GRANAT - długie dzieje pewnej budowy
A teraz opowieści o pierwszej nocy spędzonej w Naszym Domku.
Jak tylko wrócilismy z południa, zapakowałam potrzebne rzeczy i pojechalismy do siebie do domku. Przed nami był cały weekend, więc zapowiadało się miło. Myślałam, że pogoda będzie taka jak była na południu ale niestety....
Po pracowicie spędzonym dniu, należał nam się odpoczynek. I tak jak w mieście spać chodzimy koło północy, tak tutaj zmęczenie dopadło nas juz o 22 godzinie.
Troszkę dziwne wszystko to było, bo wcześniej o tej porze zbieraliśmy się do miasta a teraz siedzielismy sobie spokojnie przed domkiem i ........ marzyliśmy o szybkim wykończeniu domku....
Niebo nad nami było bardzo ciemne, żadnych gwiazd nie było widać i tylko lampa na tarasie towarzyszyła nam podczas picia piwka na tarasie przed snem.......Było zimno niestety, ale do wytrzymania.
Miałam nadzieję, że poranek powita nas światłem słonecznym bo spaliśmy w pokoju od wschodu. Nic z tego, obudził nas strasznie ulewny deszcz i przenikliwe zimno....brrrr wcale nie chciało się nam wyjść z łóżka, tym bardziej, że w nocy mieliśmy nieplanowaną pobudkę... :)

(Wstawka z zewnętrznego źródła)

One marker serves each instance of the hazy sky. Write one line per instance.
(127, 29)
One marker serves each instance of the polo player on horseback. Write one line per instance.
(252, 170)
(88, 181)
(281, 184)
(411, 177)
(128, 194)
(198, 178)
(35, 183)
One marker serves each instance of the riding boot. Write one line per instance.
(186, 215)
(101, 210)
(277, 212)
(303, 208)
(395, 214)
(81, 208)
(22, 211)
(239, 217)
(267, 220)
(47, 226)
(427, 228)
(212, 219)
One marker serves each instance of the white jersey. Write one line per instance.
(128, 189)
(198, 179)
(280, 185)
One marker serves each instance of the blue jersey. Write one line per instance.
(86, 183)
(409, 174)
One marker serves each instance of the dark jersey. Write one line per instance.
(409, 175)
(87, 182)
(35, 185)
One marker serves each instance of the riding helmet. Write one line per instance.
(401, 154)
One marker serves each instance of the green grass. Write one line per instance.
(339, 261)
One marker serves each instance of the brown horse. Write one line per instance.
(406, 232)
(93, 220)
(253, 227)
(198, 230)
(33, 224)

Chcemy nauczyć naszego psa, że jego miejsce w domku będzie pod schodami i, że nie wolno mu będzie wchodzić po schodach na górę. Nic z tego... nasz pies to taki tchórz, że jak deszcz zaczął mocno uderzać w szyby, czym predzej przleciał do nas na górę, oczywiście załaczając alarm. Mileiśmy okazję przekonać się, że to co było robione specjalnie pod naszego psa - umiejscowienie czujek - nie zdało egzaminu.....

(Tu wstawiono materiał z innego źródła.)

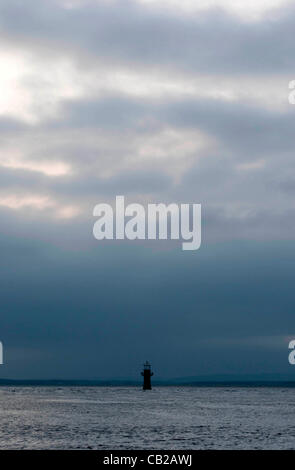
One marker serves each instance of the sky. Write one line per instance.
(159, 101)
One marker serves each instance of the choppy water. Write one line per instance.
(164, 418)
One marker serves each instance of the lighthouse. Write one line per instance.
(147, 373)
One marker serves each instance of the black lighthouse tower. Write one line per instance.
(147, 373)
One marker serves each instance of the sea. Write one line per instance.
(163, 418)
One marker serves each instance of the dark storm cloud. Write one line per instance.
(73, 307)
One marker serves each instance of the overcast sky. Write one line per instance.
(161, 101)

No cóż resztę nocy spędził razem z nami i więcej już nie uruchamiał czujek.... :) :) :)
Rano pogoda okrutna...bleeee
A takie łoże sobie przygotowalismy. Było nam bardzo wygodnie. Kanapa ta będzie stała w tym pokoju i została juz wczesniej przywieziona jak córka zmieniała sobie kannapy w nowym mieszkanku.